Tom Palmer, a spokesman for the Montana Department of Fish, Wildlife and Parks said that a drawing would be held sometime this week to give away those 24 licenses.

"It's a real hunt. I think hunters recognize that and are interested in participating," Palmer said.

Besides the 24 public licenses, 16 have been given to American Indian tribes in Montana and 10 have been given to people who were selected earlier this year to go hunting that was cancelled.

The hunt will be broken into two periods: Nov. 15-Jan. 15 and Jan. 16-Feb. 15. As many as 25 bison could be killed during each period.

Bison hunting has been illegal since 1990 after many protests and tourist boycotts. Yellowstone National Park has the highest population of these once near-extinct animals, with over 4,900 roaming the lands of the nation's most famous park.

During the winter, many bison leave Yellowstone to forage, which causes many people in Montana to worry because a few of the bison from Yellowstone are infected with brucellosis, a disease that if passed onto cows, could cause them to abort.

Under the federal-state management plan, bison that leave the park are subject to hazing, or capture and testing for brucellosis. Bison testing positive are sent to slaughter.

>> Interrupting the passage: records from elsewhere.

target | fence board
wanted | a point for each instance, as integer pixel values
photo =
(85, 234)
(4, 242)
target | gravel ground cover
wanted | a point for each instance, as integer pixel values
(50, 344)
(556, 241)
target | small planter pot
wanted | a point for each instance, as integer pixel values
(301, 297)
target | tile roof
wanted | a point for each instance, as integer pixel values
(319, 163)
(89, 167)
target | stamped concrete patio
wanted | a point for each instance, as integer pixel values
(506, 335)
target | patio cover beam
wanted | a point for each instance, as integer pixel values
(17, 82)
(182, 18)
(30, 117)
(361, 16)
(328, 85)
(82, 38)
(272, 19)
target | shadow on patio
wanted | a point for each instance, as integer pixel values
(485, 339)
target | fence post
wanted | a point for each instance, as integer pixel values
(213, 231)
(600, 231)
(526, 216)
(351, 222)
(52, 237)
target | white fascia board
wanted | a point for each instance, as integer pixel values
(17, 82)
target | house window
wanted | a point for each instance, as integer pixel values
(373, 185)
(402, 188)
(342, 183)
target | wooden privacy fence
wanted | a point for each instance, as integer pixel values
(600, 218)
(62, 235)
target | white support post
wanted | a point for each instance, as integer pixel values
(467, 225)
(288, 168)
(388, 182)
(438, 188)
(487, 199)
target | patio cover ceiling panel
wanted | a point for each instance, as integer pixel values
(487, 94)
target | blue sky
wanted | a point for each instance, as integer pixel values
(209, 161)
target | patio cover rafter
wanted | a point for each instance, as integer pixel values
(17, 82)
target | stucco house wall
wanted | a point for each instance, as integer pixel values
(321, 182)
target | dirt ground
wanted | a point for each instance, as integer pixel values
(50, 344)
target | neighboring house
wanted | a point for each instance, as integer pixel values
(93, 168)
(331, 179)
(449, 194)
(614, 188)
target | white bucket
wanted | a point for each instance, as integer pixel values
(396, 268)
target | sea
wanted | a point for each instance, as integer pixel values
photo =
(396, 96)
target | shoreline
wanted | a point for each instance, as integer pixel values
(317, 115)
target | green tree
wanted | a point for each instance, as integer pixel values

"We have done quite a lot in five years," said Karen Cooper, a spokeswoman for the Montana Department of Livestock, one of the five agencies involved in the bison management plan. The plan is in it's first of the three phases.

However, a review of the five agencies involved in the bison managing plan on Sept. 29 said that this plan was not ready to go to the next phase. It has not met five of the 14 goals, including inoculating bison against the disease brucellosis by administering vaccine using means such as darts fired from rifles.

But Mike Mease of the bison-advocacy group Buffalo Field Campaign called the plan a waste of time and money. "Even before it was in place, there had not been a documented case of bison transmitting brucellosis to cattle in the wild," he said.

"This is just a ridiculous thing that's going on out here," Mease said, "attention should focus instead on improving the brucellosis vaccine."

Steve Pilcher, executive vice president of the Montana Stockgrowers Association, said most ranchers in the region do vaccinate to protect their herds. But they also expect the agencies and specifically the National Park Service to do their part as well, said Pilcher.

Pilcher mentioned that while the plan has worked so far, there has been a lack of "true progress" toward eliminating brucellosis from the greater Yellowstone area and wiping out the threat of transmission.